I’m trying to benchmark a particular implementation, but to compare the results with the existing ones, i need to do it in NVIDIA 8800 GTX. But I’ve a Tesla D870. It would be great if someone could throw some light on the factor of improvement.
These are the two processors which I would like to compare and get the factor of improvement in Tesla.
Processor -1 : Nvida 8800 GTX
Frequency of processor cores 0.575 GHz
Shader clock 1.35 Ghz
Total Dedicated Memory 768MB GDDR3
Memory Speed 900MHz
Memory Interface 384-bit
Memory Bandwidth 86.4GB/sec
Processor - 2 : Nvidia Tesla
Frequency of processor cores 1.3GHz
Total Dedicated Memory 4GB GDDR3
Memory Speed 800MHz
Memory Interface 512-bit
Memory Bandwidth 102GB/sec
How much do you expect the speed improvement would be? Given that Tesla has higher clock rate but slower memory speed than 8800GTX, to compare the results I need some factor which has to be multiplied.
It looks like you’ve confused some of the specifications of the D870 with the newer GT200-based Tesla C1060. The older D870 was two Tesla C870 boards in an external enclosure.

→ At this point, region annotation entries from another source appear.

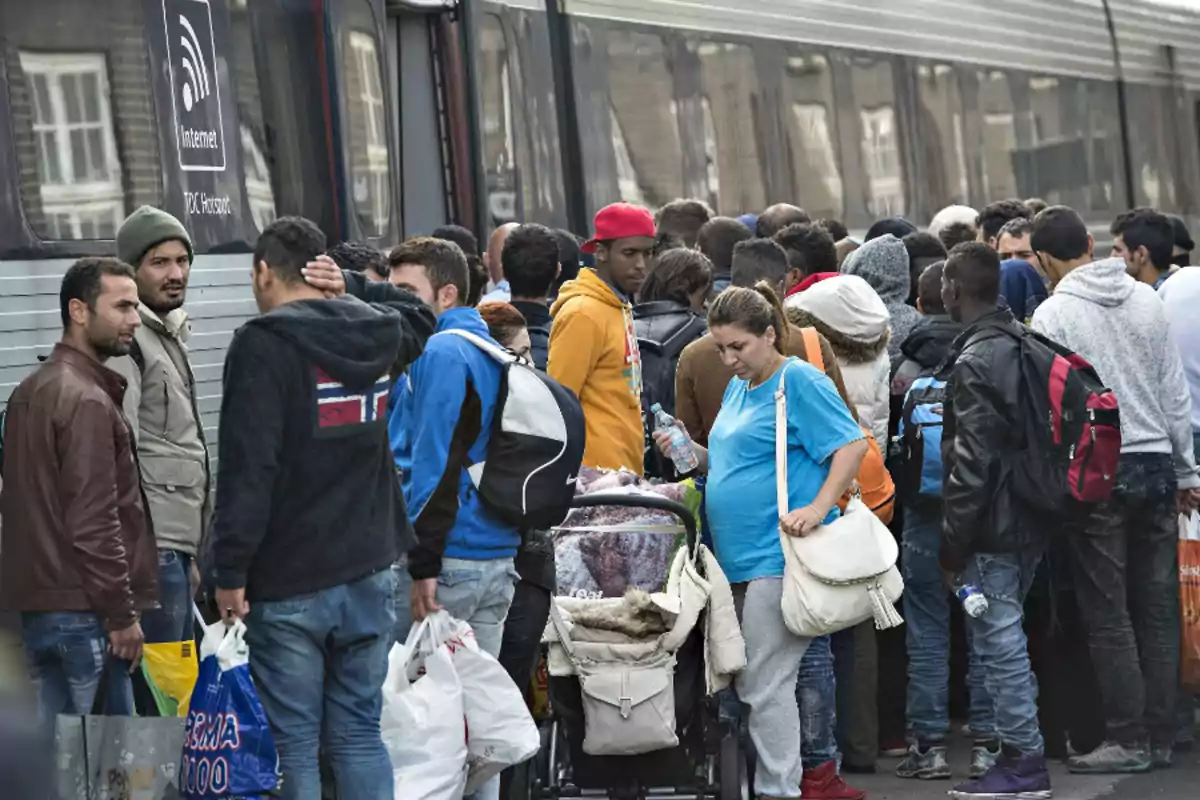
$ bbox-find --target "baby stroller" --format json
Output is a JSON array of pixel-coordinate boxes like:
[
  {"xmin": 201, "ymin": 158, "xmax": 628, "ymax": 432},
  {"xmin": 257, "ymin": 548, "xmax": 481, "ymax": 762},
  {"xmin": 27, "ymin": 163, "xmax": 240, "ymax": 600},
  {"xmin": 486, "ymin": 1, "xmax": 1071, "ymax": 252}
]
[{"xmin": 529, "ymin": 493, "xmax": 752, "ymax": 800}]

Each C870 was nearly identical to the 8800 GTX, but with 1.5 GB of memory and slightly slower clocked 384-bit memory bus. As far as I know, there never was a D870 with 4 GB of memory and 512-bit memory bus.
Assuming you do have the older Tesla card, the scaling from Tesla C870 performance to 8800 GTX will be somewhere between 1.0 (i.e. no change) and 1.125. The reason for that range is that floating point performance is identical between the C870 and the 8800 GTX, but the memory bandwidth is different. If your kernel is mostly memory-bound, then the scaling will be closer to 1.125. If it is mostly compute bound, it will be closer to 1.0.
(If you have a new Tesla C1060, then it will be very hard to estimate 8800 GTX speeds because a large number of things have changed, making the speed relation between the two boards depend very strongly on the details of your code.)